Kabuki syndrome (KS) is a rare genetic disorder first identified and described in 1981 by two Japanese groups, led separately by scientists Norio Niikawa and Yoshikazu Kuroki. Dr. Niikawa named the condition Kabuki make-up syndrome (KMS)  due to similarities he noted between his patients’ facial features and the make-up used by dancers in Kabuki, a form of traditional Japanese theater. 

Kabuki syndrome has been referred to as KMS, Niikawa-Kuroki syndrome, and Kabuki syndrome through the last three decades. As more researchers have become involved, the shortest name has become the most used: Kabuki syndrome. In order to maintain continuity and hard-earned rare disease recognition, we continue to use this name today while acknowledging its historical foundations. Given the relative recency of identification, there is still much to learn about the syndrome.


Scientists do know that Kabuki syndrome is considered to be a Mendelian Disorder of the Epigenetic Machinery. In layman's terms, this refers to the biological mechanisms that are responsible for how genes are expressed or turned "on" or "off" (i.e. our genes are responsible for determining the specific structure and function of individual cells in our body, or what "job" they are supposed to do).  When there is a disruption in how certain genes are expressed, it can have widespread epigenetic consequences, meaning, that there may be abnormal cell development leading to adverse health effects or physical characteristics.


To date, two genes have been identified where mutations can occur that cause Kabuki syndrome.  The KMT2D (formerly MLL2) gene mutation is thought to be responsible for approximately 75% of cases while mutations of the KDM6A gene have been discovered in 9% of individuals who tested negative for KMT2D gene mutation.  In most cases, there is not a history of the syndrome in a family.  Targeted genetic testing is available for both known genes.  It is expected that there are other gene mutations that may cause Kabuki syndrome that have yet to be identified.  


There is currently no cure for Kabuki syndrome, so medical management of the syndrome has thus far focused on treating symptoms and phenotypic manifestations.

Young boy with Kabuki Syndrome

Characteristics of Kabuki Syndrome

There are many signs and symptoms which can occur in individuals with Kabuki syndrome, though not all are seen in every person:

  • Intellectual disability

  • Seizures

  • Cardiac abnormalities

  • Urogenital and kidney problems

  • Immune deficiencies

  • Anxiety

  • Skeletal abnormalities, growth deficiency and joint hyper-mobility

  • Diminished muscle tone

  • Feeding difficulties & gastrointestinal abnormalities

  • Dental abnormalities

  • Cleft lip and palate

  • Speech delays

  • Ear infections and hearing loss

  • Dysmorphic facial features (e.g., arched, interrupted eyebrows, misaligned eyes, long opening between eyelids, broad nose with depressed nasal tip)
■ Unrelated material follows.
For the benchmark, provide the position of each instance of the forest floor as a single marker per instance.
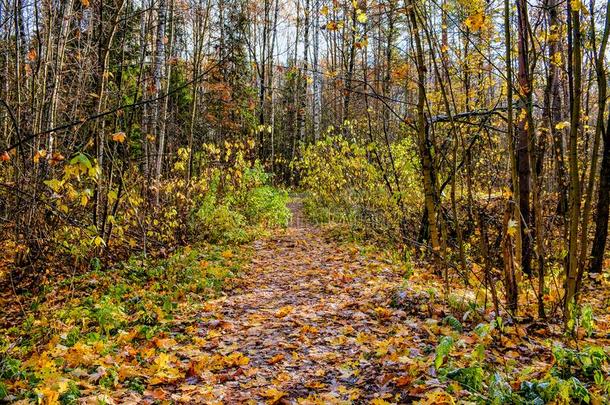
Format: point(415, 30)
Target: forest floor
point(307, 319)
  • Large and low-set ears

Who is affected?

Kabuki syndrome affects males and females in equal numbers. Although the disorder was first reported in Japan, Kabuki syndrome has since been reported in a wide variety of different ethnic groups. The incidence of Kabuki syndrome is unknown, but has been estimated to be at least one in 32,000 births in the general population. Kabuki syndrome has historically been difficult to diagnose, especially with little awareness among medical professionals. With increased availability of genetic testing it is expected that many more cases will be identified and properly diagnosed (some estimate it may be closer to one in 10,000 births).